El boticario, que tenía mucha gana de ir a la tertulia, aceptó las condiciones, y siempre que fue, se dejó el librepensamiento en su casa, aunque no pudo dejarse ni quiso cortarse su endiablada y taumatúrgica uña.
Durante mucho tiempo fue doña Inés la única señora que en la tertulia había. Parecía aquello un club de caballeros con una señora presidenta.
Hacía poco tiempo, no obstante, que se había introducido una sorprendente novedad.
A la tertulia de los jueves primero, y más tarde a las de diario, asistía otra señora.
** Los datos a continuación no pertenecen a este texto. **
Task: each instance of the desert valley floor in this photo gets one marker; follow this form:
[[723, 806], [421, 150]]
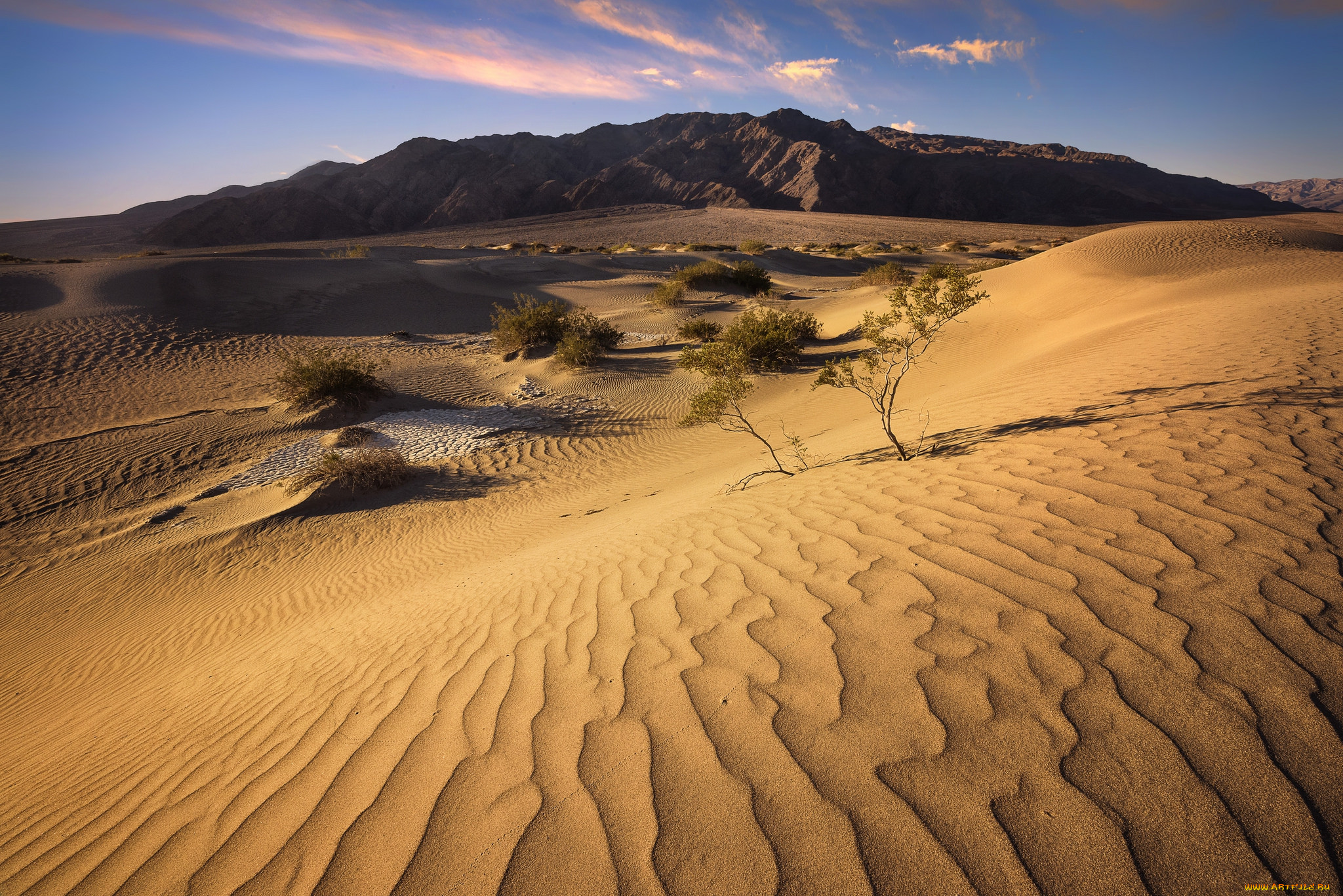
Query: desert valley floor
[[1091, 642]]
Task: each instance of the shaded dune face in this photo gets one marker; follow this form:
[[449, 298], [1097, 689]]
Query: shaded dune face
[[1092, 642]]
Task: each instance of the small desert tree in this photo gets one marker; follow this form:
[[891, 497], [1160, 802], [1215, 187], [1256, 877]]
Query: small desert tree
[[900, 338], [720, 403]]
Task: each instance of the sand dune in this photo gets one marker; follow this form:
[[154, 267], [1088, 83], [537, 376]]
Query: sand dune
[[1091, 642]]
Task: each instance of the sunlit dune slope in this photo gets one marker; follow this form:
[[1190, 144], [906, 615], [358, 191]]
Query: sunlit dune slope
[[1089, 642]]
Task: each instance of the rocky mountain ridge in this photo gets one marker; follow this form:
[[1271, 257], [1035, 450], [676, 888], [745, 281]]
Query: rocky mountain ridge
[[785, 160]]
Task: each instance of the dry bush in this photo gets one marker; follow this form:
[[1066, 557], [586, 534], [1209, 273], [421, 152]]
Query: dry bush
[[351, 436], [528, 324], [359, 471], [765, 338], [978, 267], [668, 294], [350, 252], [888, 275], [744, 275], [899, 338], [698, 330], [586, 339], [320, 374]]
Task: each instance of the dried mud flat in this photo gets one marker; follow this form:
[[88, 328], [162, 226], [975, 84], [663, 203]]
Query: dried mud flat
[[1089, 644]]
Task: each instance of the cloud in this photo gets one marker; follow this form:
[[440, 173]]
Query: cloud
[[972, 51], [990, 51], [932, 51], [348, 155], [809, 79], [356, 34], [641, 23], [803, 70], [1214, 7]]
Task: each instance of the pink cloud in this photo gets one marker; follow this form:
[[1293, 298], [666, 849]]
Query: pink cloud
[[360, 35]]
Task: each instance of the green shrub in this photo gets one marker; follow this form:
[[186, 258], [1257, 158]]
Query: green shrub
[[746, 275], [588, 324], [978, 267], [888, 275], [359, 471], [320, 374], [698, 330], [528, 324], [350, 252], [751, 277], [351, 436], [703, 275], [576, 349], [766, 338], [588, 338], [668, 294]]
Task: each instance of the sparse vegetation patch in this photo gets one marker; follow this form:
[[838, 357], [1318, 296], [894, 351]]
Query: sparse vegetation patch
[[698, 330], [351, 436], [528, 324], [359, 471], [350, 252], [765, 338], [579, 336], [747, 276], [668, 294], [321, 374], [888, 275]]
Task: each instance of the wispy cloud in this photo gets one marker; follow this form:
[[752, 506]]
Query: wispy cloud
[[348, 155], [642, 23], [351, 33], [805, 70], [969, 51]]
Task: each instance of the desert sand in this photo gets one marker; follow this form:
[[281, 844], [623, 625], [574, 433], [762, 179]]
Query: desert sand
[[1091, 642]]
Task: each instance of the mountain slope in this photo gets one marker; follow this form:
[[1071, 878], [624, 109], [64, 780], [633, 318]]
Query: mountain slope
[[1312, 193], [784, 160]]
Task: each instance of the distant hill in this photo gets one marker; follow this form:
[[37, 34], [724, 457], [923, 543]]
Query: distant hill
[[160, 210], [784, 160], [1311, 193]]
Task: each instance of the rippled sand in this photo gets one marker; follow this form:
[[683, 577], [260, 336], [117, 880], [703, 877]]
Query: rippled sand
[[1091, 644]]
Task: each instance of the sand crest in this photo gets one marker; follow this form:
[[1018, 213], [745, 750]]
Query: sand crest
[[1092, 642]]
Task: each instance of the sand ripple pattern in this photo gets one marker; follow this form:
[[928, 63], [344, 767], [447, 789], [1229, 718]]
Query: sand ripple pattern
[[421, 436]]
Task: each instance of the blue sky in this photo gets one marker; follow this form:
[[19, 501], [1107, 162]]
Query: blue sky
[[115, 102]]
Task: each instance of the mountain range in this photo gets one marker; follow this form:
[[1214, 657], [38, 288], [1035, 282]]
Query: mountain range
[[784, 160], [1311, 193]]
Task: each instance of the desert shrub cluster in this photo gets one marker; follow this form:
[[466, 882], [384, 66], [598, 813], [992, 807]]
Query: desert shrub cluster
[[668, 294], [765, 339], [588, 338], [888, 275], [350, 252], [746, 276], [698, 330], [580, 338], [357, 471], [321, 374], [528, 324], [351, 436]]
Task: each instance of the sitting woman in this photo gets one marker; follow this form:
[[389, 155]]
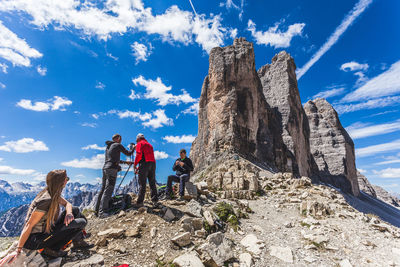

Era ésta la noble viuda doña Agustina Solís y Montes de Allende el Agua, matrona de treinta y pico de años, aunque lozana, fresca, graciosa, de buenas carnes y mejor parecer y con veintiocho o treinta mil reales de renta, sobre poco más o menos.
No era menester ser un lince para comprender que doña Inés cuando consentía que hubiese otra dama en su tertulia, y aun gustaba de ello era porque había decidido y decretado casarla con su padre don Paco.
Doña Agustina estaba tan satisfecha de aquella inusitada distinción y tan agradecida y sumisa a doña Inés, que sin dificultad recibiría en su corazón, como la blanda cera recibe el sello, el nombre, la imagen y el afecto de la persona que doña Inés quisiese grabar en él. Y era tanto más fácil este grabado cuanto que D. Paco, no sólo estaba muy de recibo, sino que tenía hermosa presencia y la merecida reputación de ser el hombre más entendido y discreto de Villalegre. Además, doña Agustina (y doña Inés lo sabía de buena tinta) estaba harta de viudez y de tener el corazón vacío o como tabla rasa y lisa, y deseaba hallar algo digno de que en él se grabase.